Employers who cover accommodation and food expenses will be able to deduct 40 percent from salaries: TRNC government introduces key reforms on wage
Lefkosia, TRNC – The Prime Ministry of the Turkish Republic of Northern Cyprus (TRNC) has announced significant policy changes aimed at addressing wage disparities between foreign and local workers and reducing the financial burden on pensioners in accessing healthcare.
As part of a new legislative decree, employers in the TRNC who provide accommodation and meals to foreign workers will now be permitted to deduct up to 40% from the employees’ salaries. This move aims to narrow the wage gap between foreign workers receiving such in-kind benefits and local workers who do not.
Addressing Long-standing Wage Inequality
According to the Prime Ministry, the regulation is intended to promote fairness in the labor market by tackling inequalities that arise when foreign workers receive additional support such as lodging and meals, while local employees are often left to cover these costs themselves.

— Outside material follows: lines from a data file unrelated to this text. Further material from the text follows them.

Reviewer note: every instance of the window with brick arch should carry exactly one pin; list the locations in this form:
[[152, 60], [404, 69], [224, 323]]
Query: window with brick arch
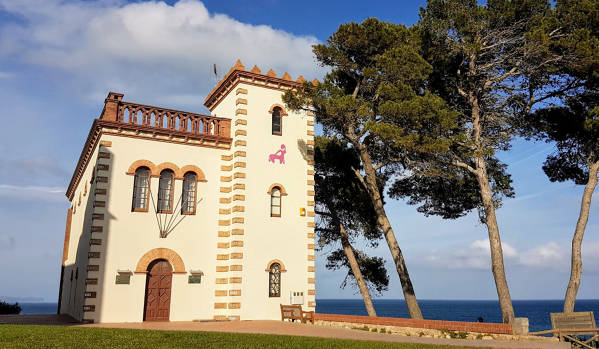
[[165, 191], [275, 202], [274, 280], [277, 125], [141, 185], [188, 197]]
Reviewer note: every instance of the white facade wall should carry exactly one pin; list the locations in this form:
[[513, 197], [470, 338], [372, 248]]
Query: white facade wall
[[231, 238]]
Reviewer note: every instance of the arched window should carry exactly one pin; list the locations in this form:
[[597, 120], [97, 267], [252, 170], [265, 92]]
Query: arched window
[[274, 280], [165, 191], [275, 202], [277, 126], [188, 197], [141, 185]]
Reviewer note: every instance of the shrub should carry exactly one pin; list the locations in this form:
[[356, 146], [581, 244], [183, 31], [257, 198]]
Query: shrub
[[6, 308]]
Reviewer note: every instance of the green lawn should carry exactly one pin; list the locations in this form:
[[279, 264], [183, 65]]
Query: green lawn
[[27, 336]]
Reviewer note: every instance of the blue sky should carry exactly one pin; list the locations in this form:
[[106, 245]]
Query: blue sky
[[58, 59]]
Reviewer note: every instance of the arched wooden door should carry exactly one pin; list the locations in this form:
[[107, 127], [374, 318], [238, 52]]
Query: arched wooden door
[[158, 291]]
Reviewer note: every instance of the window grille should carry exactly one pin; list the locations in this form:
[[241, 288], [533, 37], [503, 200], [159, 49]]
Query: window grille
[[275, 202], [277, 128], [165, 192], [140, 189], [188, 201], [274, 280]]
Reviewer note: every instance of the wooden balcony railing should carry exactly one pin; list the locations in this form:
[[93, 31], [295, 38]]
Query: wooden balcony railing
[[163, 119]]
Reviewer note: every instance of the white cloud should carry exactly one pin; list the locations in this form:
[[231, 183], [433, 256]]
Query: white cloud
[[151, 50], [475, 256], [32, 192], [550, 255], [7, 243]]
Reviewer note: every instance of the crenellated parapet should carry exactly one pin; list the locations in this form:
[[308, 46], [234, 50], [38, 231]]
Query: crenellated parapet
[[238, 74]]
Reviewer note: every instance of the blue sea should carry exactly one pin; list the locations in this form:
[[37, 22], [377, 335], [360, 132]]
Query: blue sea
[[537, 312]]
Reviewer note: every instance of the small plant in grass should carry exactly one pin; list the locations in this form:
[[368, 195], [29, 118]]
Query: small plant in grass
[[454, 334], [6, 308]]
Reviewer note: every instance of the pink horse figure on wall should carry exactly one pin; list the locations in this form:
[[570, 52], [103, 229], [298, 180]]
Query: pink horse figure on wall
[[279, 154]]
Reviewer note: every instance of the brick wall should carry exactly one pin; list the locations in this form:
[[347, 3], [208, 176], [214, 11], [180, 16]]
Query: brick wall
[[462, 326]]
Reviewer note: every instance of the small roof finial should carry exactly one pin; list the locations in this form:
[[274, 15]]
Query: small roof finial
[[238, 65]]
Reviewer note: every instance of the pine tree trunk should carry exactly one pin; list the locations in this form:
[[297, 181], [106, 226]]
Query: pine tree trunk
[[497, 266], [353, 263], [583, 217], [383, 221]]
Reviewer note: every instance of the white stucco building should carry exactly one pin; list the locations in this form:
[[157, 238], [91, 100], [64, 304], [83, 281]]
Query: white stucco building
[[180, 216]]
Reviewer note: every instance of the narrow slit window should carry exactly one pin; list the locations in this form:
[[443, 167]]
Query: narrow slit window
[[275, 202], [274, 280], [277, 127], [165, 191], [188, 198], [140, 189]]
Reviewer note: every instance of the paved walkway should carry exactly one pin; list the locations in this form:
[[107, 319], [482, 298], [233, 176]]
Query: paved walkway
[[284, 328]]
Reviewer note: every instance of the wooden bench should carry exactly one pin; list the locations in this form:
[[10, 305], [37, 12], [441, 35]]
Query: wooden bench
[[295, 312], [567, 326]]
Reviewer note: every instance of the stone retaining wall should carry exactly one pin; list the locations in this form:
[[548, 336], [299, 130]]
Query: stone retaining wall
[[479, 327]]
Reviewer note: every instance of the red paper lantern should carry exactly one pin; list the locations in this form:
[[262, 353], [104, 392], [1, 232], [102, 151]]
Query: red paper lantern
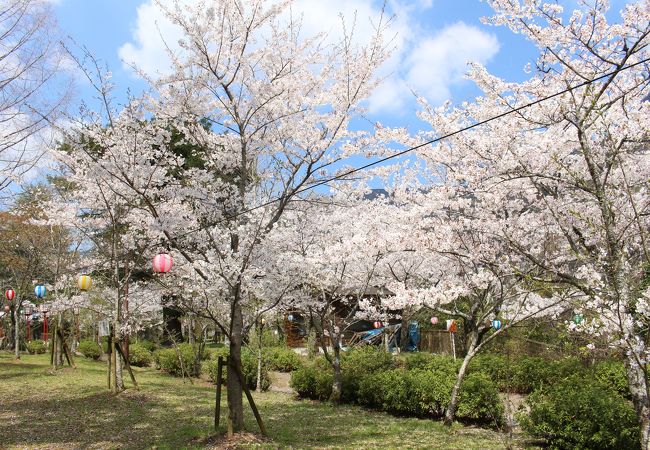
[[162, 263]]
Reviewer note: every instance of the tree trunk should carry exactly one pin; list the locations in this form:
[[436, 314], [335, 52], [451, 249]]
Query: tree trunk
[[58, 346], [17, 332], [337, 380], [259, 369], [450, 414], [404, 333], [639, 389], [234, 384], [119, 379]]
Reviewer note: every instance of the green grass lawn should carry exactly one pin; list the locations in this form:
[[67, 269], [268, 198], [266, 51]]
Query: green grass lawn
[[72, 408]]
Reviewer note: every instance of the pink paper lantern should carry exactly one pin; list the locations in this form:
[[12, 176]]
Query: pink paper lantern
[[162, 263]]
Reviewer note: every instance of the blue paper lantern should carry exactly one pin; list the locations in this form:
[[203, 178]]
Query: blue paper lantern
[[40, 291]]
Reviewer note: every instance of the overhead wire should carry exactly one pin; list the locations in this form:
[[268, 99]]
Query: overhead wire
[[411, 149]]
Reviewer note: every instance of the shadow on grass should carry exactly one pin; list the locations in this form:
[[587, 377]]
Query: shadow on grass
[[132, 420]]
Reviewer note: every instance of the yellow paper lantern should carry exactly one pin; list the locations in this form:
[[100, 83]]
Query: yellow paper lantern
[[85, 282]]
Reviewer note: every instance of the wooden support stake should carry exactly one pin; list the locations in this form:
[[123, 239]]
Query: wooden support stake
[[217, 405], [110, 359], [250, 400], [53, 345], [66, 352], [118, 345]]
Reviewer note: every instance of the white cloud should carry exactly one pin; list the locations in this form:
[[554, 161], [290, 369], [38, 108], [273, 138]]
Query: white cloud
[[428, 62], [438, 62], [152, 33]]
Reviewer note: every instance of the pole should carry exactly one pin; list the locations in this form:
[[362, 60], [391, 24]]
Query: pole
[[45, 326], [217, 405], [17, 331], [453, 345]]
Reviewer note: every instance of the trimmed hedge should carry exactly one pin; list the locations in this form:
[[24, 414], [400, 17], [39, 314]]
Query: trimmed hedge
[[421, 387], [36, 347], [139, 355], [249, 368], [311, 382], [179, 360], [576, 413], [282, 359], [89, 348]]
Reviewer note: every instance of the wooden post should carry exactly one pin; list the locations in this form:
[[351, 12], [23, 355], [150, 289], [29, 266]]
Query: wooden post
[[66, 352], [251, 401], [109, 341], [52, 346], [113, 367], [126, 362], [217, 405]]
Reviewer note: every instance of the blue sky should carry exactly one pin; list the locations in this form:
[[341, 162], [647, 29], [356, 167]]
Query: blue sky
[[435, 40]]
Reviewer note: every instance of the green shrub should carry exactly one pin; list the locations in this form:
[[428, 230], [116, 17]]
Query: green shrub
[[495, 366], [179, 360], [249, 369], [479, 400], [139, 355], [428, 361], [524, 374], [427, 392], [89, 348], [282, 359], [36, 347], [359, 363], [432, 390], [577, 413], [612, 374], [147, 344], [311, 382]]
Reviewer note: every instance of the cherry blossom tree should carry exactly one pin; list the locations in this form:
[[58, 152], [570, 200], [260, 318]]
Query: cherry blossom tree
[[562, 185], [263, 113], [34, 86], [334, 248]]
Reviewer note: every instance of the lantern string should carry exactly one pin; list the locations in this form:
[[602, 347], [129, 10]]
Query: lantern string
[[404, 152]]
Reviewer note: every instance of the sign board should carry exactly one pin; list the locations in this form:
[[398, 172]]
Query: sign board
[[104, 327]]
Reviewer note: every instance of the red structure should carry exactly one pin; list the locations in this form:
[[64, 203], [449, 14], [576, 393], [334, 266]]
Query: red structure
[[45, 325]]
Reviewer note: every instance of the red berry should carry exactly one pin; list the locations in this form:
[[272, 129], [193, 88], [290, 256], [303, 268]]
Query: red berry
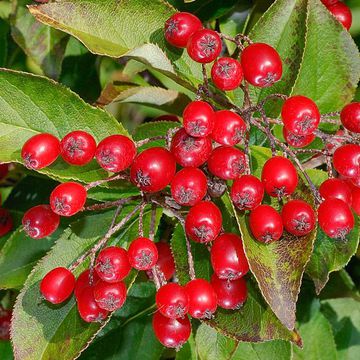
[[88, 308], [204, 46], [227, 162], [68, 198], [172, 301], [153, 169], [350, 117], [279, 176], [112, 264], [78, 148], [108, 296], [228, 258], [203, 222], [346, 160], [198, 119], [115, 153], [226, 74], [40, 151], [202, 299], [300, 115], [190, 151], [266, 224], [335, 218], [230, 294], [172, 333], [298, 217], [229, 128], [188, 186], [261, 64], [57, 285], [179, 27], [247, 192], [40, 221]]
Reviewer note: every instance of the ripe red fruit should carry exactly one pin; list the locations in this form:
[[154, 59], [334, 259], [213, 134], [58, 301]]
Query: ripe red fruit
[[229, 128], [300, 115], [230, 294], [172, 301], [198, 119], [112, 264], [88, 308], [78, 147], [189, 186], [203, 222], [346, 160], [226, 73], [261, 64], [350, 117], [109, 296], [153, 169], [202, 299], [179, 27], [190, 151], [266, 224], [227, 162], [247, 192], [68, 198], [57, 285], [142, 254], [40, 151], [115, 153], [40, 221], [335, 218], [172, 333], [228, 258], [298, 217]]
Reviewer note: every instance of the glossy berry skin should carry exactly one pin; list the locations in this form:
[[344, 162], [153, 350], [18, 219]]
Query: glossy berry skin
[[229, 128], [298, 217], [142, 254], [40, 151], [203, 222], [172, 333], [228, 258], [262, 65], [112, 264], [335, 218], [350, 117], [6, 222], [57, 285], [190, 151], [40, 221], [230, 294], [204, 46], [266, 224], [300, 115], [202, 299], [189, 186], [109, 296], [88, 308], [227, 162], [279, 176], [68, 198], [172, 301], [153, 169], [226, 74], [346, 160], [179, 27], [78, 148], [247, 192], [198, 119], [115, 153]]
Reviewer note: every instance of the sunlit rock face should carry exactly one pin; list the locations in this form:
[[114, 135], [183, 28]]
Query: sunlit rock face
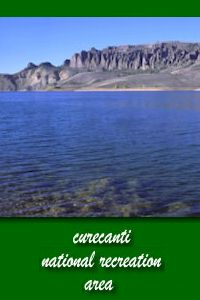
[[156, 56], [153, 58]]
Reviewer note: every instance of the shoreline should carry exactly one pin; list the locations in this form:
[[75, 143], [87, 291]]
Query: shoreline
[[150, 89]]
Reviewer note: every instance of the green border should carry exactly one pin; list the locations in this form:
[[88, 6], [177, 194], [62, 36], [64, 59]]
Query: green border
[[25, 241]]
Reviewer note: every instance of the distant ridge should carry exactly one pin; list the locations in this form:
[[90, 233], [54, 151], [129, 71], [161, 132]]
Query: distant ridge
[[170, 65]]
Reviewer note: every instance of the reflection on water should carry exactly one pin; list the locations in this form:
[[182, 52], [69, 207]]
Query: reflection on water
[[100, 154]]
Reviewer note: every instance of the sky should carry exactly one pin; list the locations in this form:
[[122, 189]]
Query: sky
[[37, 40]]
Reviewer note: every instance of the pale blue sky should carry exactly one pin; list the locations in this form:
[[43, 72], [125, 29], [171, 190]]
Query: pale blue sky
[[37, 40]]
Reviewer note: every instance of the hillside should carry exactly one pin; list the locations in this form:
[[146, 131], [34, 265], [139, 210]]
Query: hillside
[[169, 65]]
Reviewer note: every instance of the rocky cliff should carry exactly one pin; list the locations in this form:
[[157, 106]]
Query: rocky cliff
[[171, 65]]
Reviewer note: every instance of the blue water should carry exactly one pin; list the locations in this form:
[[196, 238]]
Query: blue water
[[100, 154]]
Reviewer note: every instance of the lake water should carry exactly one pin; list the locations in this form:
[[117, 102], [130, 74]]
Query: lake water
[[100, 154]]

The Minimum Wage Law, in effect since 1975, has traditionally applied equally to all employees regardless of nationality. However, in practice, discrepancies have emerged due to employer-provided benefits for foreign laborers. The new regulation specifically applies to workers brought in from countries with which the TRNC does not have a bilateral labor agreement, allowing employers to make up to a 40% deduction from the minimum wage in return for accommodation and food.
“The regulation aims to ensure wage justice in the labor market,” the Prime Ministry stated.
Healthcare Contributions for Pensioners Abolished
In a parallel reform, the government has also abolished the 20% co-payment requirement for certain groups of citizens when obtaining medications from state-run pharmacies. This includes social insurance pensioners, individuals receiving permanent disability, disability pensions, and survivors’ benefits such as widowhood or orphanhood pensions.
The co-payment policy had been in place since 1991, requiring eligible citizens to contribute 20% towards their prescription medication costs. Under the new decree, these individuals and their dependents will no longer be subject to this contribution when accessing drugs through public pharmacies.
The Prime Ministry emphasized that the reform aims to ease financial barriers to healthcare, stating, “The goal is to reduce the economic burden in accessing medical services.”
With these two measures now in force, the TRNC government is taking steps to create a more equitable labor market and to enhance access to healthcare for vulnerable segments of the population.